The final edition of the News Leader was printed on May 30, with the single headline, "Nevermore." On the same day, the paper also printed a special commemorative magazine showing past front pages from the News Leader reporting on historic events from the 1890s to the 1990s, including the Hindenburg disaster, the attack on Pearl Harbor, the John F. Kennedy assassination, the Challenger disaster, and the First Persian Gulf War. The magazine also featured letters to the editor by local readers, many of whom had read the News Leader for decades, who wrote about numerous personal experiences tied with the paper. Staff members were transferred to the Times-Dispatch after the merger took place.

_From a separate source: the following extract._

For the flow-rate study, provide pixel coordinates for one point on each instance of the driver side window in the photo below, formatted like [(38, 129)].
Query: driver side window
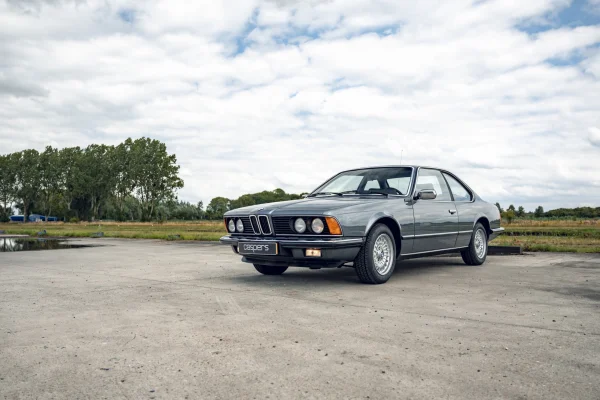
[(433, 179)]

The end of the News Leader attracted national attention. Stories about the newspaper and its history appeared in The Washington Post and The New York Times. National Review, a conservative periodical, hailed the News Leader as "one of nation's great newspapers" and added, "[T]his distinctive journalistic voice will be missed. Its disappearance represents yet another advance of homogenization and yet another erosion of the sense of place in American journalism. Ave atque vale."